Since I was 8, I’ve had a hard time with Christ’s birth – the true meaning of Christmas for many of us. On a cold, southern Indiana Saturday afternoon, my dad told me that there was no Santa. It didn’t take me long to make the connection. If a big fat man in a red suit couldn’t use flying reindeer to deliver toys to the world, then maybe, just maybe, the birth of a poor Jewish kid in a barn thousands of years ago couldn’t really have saved the world. Fool me once, but not twice. Hey, I hope I’m wrong.
Then there’s the whole gift-buying thing. Every year I participate in ritually mandated gift exchanges. So I will have 10 running shirts instead of nine. I will save 50 bucks at a restaurant with my gift card if I don’t lose it. Someone will get a lime-colored electronic device to replace a tangerine-colored one. It’s all decorative debris headed for some downstate landfill. To be sure, for some a new winter coat is essential. I’m not talking about them. I’m talking about me. I have enough junk for now. Most everyone I know has enough. Just what is the point of all this? Do we ever have enough stuff?
On top of everything else, my dad died in March. He loved Christmas. He decorated his house until his late 80s. He dressed up as Santa for my kids. I can see him now in his holly tie with the battery-powered berries flashing red. But he’s not here this Christmas.

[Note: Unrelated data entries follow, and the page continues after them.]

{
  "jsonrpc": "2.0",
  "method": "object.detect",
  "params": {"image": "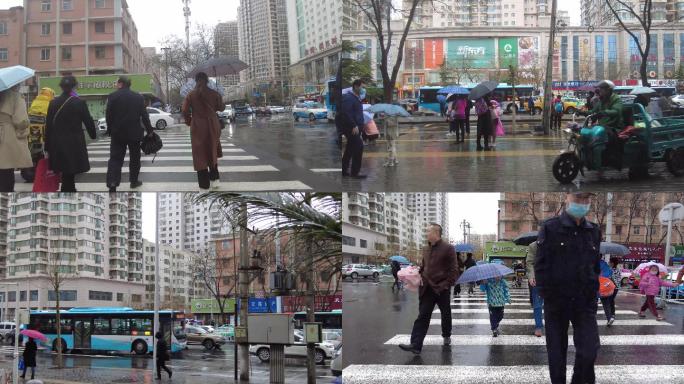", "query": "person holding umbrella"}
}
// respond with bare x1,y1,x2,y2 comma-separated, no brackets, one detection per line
399,223,460,355
534,192,601,384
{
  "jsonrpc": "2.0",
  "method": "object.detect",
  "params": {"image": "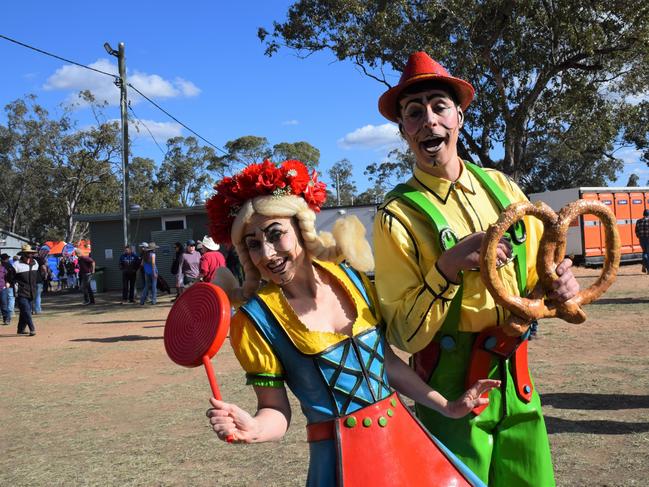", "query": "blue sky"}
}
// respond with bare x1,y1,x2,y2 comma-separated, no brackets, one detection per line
0,0,649,197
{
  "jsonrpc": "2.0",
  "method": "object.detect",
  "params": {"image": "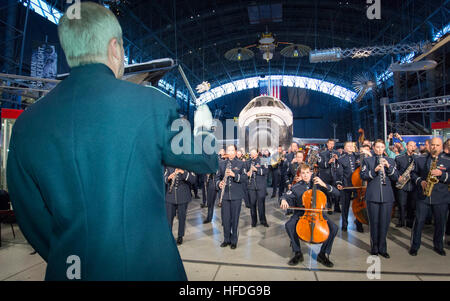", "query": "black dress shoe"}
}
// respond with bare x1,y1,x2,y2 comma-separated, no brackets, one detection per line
408,249,417,256
355,221,364,233
288,252,303,265
433,248,447,256
317,253,334,268
378,252,391,258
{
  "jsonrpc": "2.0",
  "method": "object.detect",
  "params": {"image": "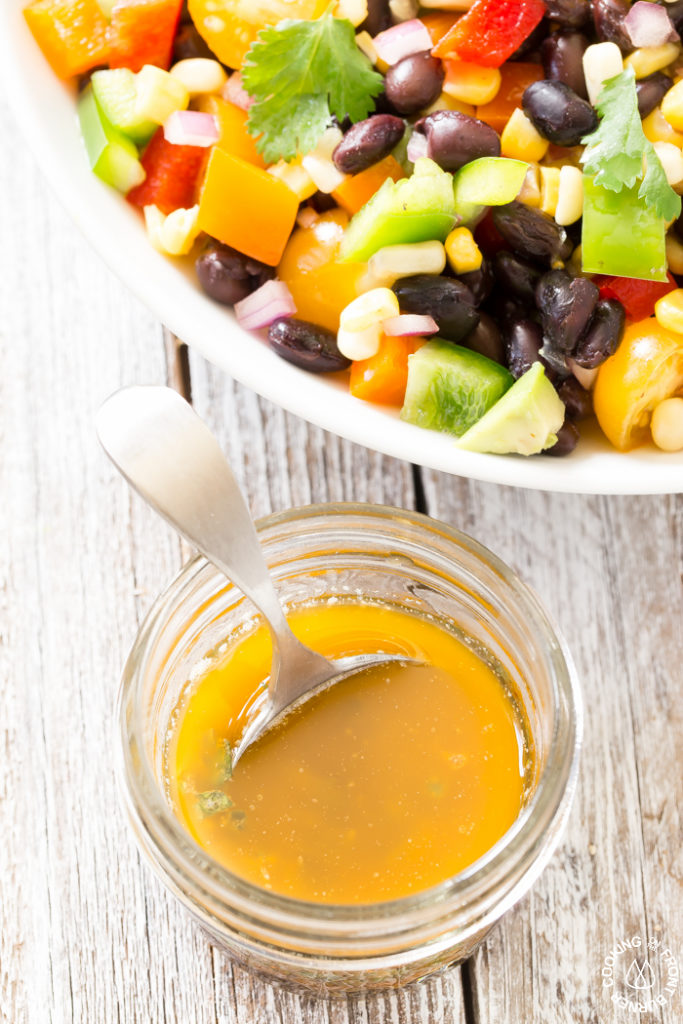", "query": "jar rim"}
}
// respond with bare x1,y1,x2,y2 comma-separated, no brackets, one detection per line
117,502,583,936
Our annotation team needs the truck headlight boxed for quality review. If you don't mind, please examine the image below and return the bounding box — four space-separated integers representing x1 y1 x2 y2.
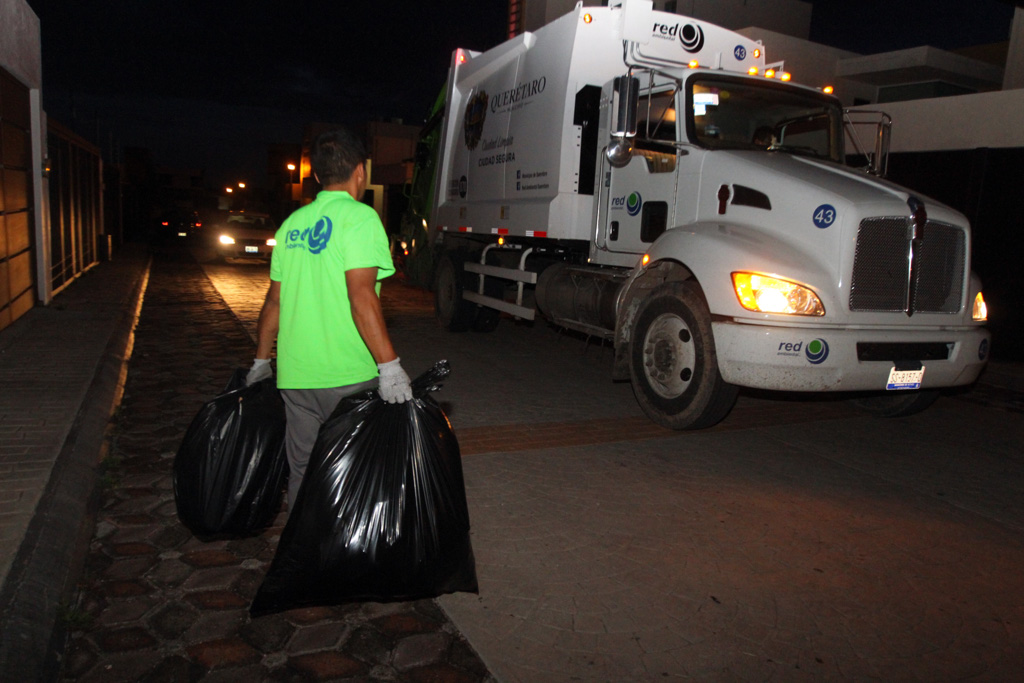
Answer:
732 272 825 315
971 292 988 322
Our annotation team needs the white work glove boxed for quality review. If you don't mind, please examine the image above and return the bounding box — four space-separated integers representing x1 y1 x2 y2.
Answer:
377 358 413 403
246 358 273 386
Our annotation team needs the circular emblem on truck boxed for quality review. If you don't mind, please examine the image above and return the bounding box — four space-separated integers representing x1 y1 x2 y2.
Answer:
679 24 703 52
463 90 487 150
804 339 828 366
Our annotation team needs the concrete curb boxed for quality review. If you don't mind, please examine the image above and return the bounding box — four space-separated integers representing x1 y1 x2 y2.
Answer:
0 248 151 681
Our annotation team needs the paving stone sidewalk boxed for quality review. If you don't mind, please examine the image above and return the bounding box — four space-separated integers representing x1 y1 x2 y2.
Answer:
60 252 494 683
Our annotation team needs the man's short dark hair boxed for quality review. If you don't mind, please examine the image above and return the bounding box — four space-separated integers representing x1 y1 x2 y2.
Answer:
309 128 367 186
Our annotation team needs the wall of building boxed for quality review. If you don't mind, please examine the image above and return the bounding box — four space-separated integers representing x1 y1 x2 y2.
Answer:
0 0 50 328
854 89 1024 154
736 26 878 106
0 0 43 90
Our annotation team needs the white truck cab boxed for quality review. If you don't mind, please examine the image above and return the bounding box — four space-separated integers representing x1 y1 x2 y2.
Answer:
432 0 989 429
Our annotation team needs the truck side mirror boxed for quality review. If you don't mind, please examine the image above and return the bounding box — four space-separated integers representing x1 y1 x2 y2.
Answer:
604 76 640 168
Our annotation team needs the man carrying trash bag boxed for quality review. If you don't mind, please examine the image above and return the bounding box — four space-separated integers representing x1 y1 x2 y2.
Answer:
246 128 413 510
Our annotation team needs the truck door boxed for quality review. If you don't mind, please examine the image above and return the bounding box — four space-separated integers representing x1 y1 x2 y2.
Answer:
600 89 678 254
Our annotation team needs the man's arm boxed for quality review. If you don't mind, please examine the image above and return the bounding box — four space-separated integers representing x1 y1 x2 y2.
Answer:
345 268 413 403
350 268 398 365
250 280 281 358
246 280 281 385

There’s hope in the very energetic presence of my 15-month-old granddaughter, Lily. This only her second Christmas. I watch the unfiltered joy, awe and excitement she brings to the lights, the trees, Macy’s. She gladdens my heart. She takes me back to when the three boys had to sit on the stairs wearing their robes and animal-shaped slippers while we checked to see if Santa had come. But she takes me even further back to my childhood, peering into the dark of our living room in the small house on Indiana Avenue. It’s 3 a.m. and I’m straining to see if Santa came so I can go wake everyone, but fearing that maybe Santa will arrive while I’m up. That would be really bad. I retreat to my bed and count to 60, 60 times, then go and peer into the dark living room yet again.
Christmas reminds us that we were all young at one time, and we all live in a time of great possibility when wonderful magic things can happen to us. So for this Christmas I’m going to see the world the way Lily sees it. In this world, there’s no debate over public options and carbon credits. There’s no unemployment or war. There will be time enough for all that after Christmas. Lily is about touching Santa’s beard, marveling at the moving lit-up deer on the lawn and laying her head down on her little plush dog to rest up for the next wonderful sights and sounds of this special time. It is a good place to be.
My very best to everyone (including those of you who wrote mean things about my column) for this and every season.
John Hubbuch, an Indiana native who moved to Oak Park in 1976, is a retired lawyer. Hubbuch served on the District 97 school board and coached youth sports. He is the father of three and grandfather of one.